The MGs were exacting, but the Truckers are a larger vehicle
altogether, looming and formidable if not especially agile, and they
give Potato Hole the casual, off-the-cuff vibe of a spirited
jam session. The three guitarists show off on “Warped Sister,” sending
riffs skyward like campfire sparks, and they blaze through the title
track and “Native New Yorker” with giddy energy. They lurch and lumber
through Tom Waits’ “Get Behind the Mule,” percolate persuasively on
“She Breaks” and turn gentle on “Nan,” a valentine to Booker T.’s wife.
Booker T. is more a frontman than a bandleader here, which makes Potato Hole sound
less like a solo album and more like a band project. Shonna Tucker’s
nimble bass puts some spring into the songs, and drummer Brad Morgan—an
unsung time-keeper and rhythm master—keeps everyone in check with his
trusty cowbell.
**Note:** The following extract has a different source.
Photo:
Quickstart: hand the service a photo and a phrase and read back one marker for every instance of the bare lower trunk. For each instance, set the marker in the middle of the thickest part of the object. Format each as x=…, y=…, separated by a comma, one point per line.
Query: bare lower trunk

The legend may be outnumbered, but he’s never
outgunned. He bends notes fluidly on “Warped Sister,” wrist-flicks
licks on the sunny “Reunion Time” and ruminates tenderly on the
Truckers’ “Space City.” And he gets more texture and character—real,
expressive, excitable personality—out of his Hammond-B3 than eight
seasons of American Idol contestants combined.
Neither a
lyricist nor a singer, Booker T. still has a way with an evocative
title. Opener “Pound It Out” does just that, as if banging out sheet
metal. “Warped Sister” sounds truly warped, and in this funky context,
“She Breaks” doesn’t suggest damage so much as it implies dancing. And
then there’s “Hey Ya” which isn’t Booker T.’s composition—though it may
as well be now. He and the band distill the OutKast staple to its most
basic stuttering melody, fill it with some warm organ chords, unfurl a
killer guitar riff and have a blast. Stinky? Maybe. Funky? Hell yeah.